Saturday, March 22, 2008

Putting the witz in switzerland

Off to Switzerland for a friend’s wedding. An all expenses paid, beautiful wedding set in the mountains with nothing but snow snow snow. Suddenly the woes of actually getting there (from that train ride to the flight getting cancelled) seem a distant memory.

For the wedding itself, we had to take three cable cars to 9000ft, to a revolving restaurant at the highest point in the Swiss Alps.

The view was breathtaking. Everything was breathtaking at that height. Going upstairs was breathtaking. I felt as unfit as a big fat smoker.

The wedding was understated – there was no first dance, no cake cutting, no bouquet throwing. Just good honest, simple love. The bride looked beautiful in her not-white dress. And why should she wear white? So much importance is put on those wanky traditions and this wedding proved you don’t need any of them to show your friends and family you love each other and want to spend the rest of your lives together.

On the morning of her wedding, instead of spending it in hair and make up, the bride joined us for a toboggan race through the mountains and spent it with her arse in the snow.

I got a lot of ideas for my own wedding – should it ever happen. Which, I found out, my parents don’t think it will. I always thought doting dads have a secret fund ready for the day their daughter comes home and says ‘daddy! I’m engaged!’ but it transpired my parents haven’t put away anything like the amount of pennies needed for this kind of spectacle.

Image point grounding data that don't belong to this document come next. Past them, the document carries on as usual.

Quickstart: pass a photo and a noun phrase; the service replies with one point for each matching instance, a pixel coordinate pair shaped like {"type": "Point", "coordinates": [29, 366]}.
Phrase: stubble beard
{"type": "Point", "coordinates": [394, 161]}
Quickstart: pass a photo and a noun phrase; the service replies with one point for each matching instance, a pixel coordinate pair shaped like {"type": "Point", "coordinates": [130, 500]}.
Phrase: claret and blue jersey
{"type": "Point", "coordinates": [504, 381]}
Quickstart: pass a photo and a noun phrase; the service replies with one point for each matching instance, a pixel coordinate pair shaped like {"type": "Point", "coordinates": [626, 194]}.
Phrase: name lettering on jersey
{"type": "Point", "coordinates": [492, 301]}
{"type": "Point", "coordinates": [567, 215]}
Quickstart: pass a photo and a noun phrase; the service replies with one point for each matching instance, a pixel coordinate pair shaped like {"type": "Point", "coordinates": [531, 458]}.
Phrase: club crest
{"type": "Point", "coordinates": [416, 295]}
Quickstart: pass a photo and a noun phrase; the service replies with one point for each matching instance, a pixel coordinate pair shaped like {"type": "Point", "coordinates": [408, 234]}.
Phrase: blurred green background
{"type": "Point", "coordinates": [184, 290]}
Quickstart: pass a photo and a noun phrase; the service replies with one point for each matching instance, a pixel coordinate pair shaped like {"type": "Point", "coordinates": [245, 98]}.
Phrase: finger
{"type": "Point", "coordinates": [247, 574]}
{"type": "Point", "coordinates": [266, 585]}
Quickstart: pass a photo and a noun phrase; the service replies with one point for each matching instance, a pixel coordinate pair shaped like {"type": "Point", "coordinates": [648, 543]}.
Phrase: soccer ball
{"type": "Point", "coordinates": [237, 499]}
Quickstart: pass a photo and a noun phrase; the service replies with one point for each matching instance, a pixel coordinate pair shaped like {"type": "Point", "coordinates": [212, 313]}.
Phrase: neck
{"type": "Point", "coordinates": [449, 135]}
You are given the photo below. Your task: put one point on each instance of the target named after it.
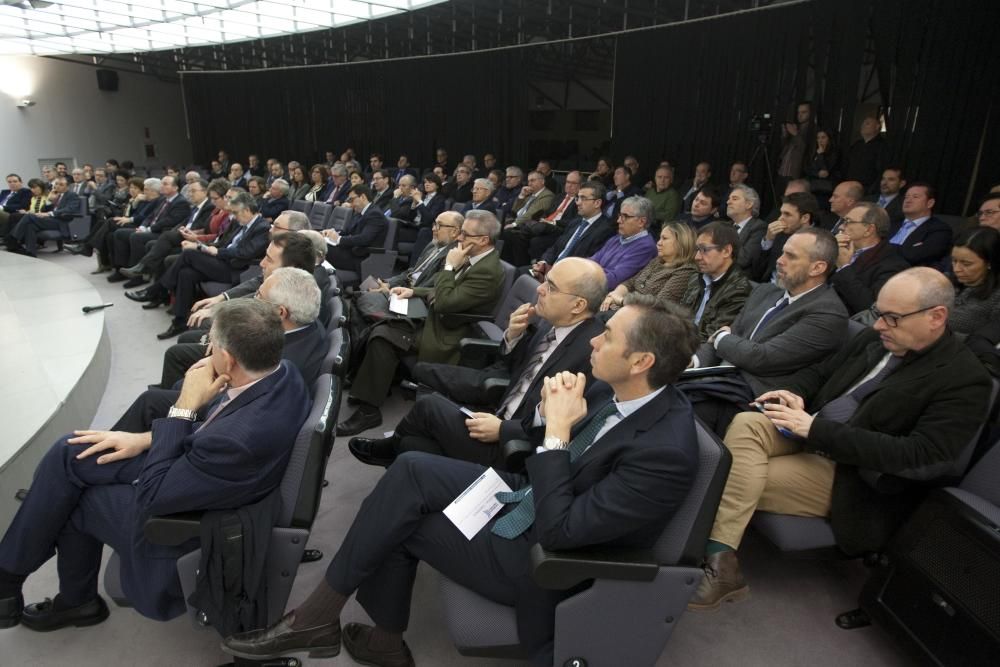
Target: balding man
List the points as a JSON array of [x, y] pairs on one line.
[[902, 399], [567, 301]]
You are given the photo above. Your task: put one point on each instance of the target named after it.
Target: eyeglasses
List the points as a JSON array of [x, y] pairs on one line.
[[892, 319]]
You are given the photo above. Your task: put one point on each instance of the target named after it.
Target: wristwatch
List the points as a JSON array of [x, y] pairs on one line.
[[181, 413], [553, 443]]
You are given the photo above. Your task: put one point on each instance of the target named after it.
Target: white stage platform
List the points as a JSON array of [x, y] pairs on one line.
[[54, 365]]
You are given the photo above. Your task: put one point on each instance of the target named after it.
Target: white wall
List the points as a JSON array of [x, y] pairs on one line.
[[72, 118]]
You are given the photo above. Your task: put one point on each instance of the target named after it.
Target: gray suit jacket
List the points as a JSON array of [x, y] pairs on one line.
[[805, 332]]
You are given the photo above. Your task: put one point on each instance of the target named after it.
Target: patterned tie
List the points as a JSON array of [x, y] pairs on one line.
[[519, 519], [842, 408], [527, 376]]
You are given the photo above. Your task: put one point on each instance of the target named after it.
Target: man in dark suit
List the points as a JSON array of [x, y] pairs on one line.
[[784, 327], [798, 211], [567, 302], [922, 239], [366, 228], [582, 237], [14, 198], [626, 465], [903, 400], [222, 261], [470, 282], [743, 207], [890, 194], [231, 454], [285, 251], [23, 238], [130, 245], [866, 260]]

Sadly not only did my Mum insist that if the day ever comes, ‘your father’s paying the lot, I’m having nothing to do with it,’ but also that there was no such fund.

But, I protested, you have four children - three daughters – surely by the law of averages you expected one of us to get married? (I even hoped as I was the most likely to want some kind of celebration one day, I’d get a budget X 4)

Fireworks to the theme of James Bond? I’ll be lucky if the give me a sparkler.

But it was a beautiful experience and I felt blessed to be a part of it.

On the first evening, I accidentally said both the F word and the C word in front of the father of the bride – the man paying for me to be there. I recoiled in horror. He went to bed. I spent all weekend trying to chum up to him and make things right but he was too quiet for the charms of my articulation to work and I’m pretty sure he left wondering where his daughter finds her friends.

After all, ladies don’t swear.

Consequently I have decided to give up swearing. The C word has been replaced in my vocabulary by ‘heavens’.

So far, so good, although I haven’t had to face the Great British Public Transport System again yet.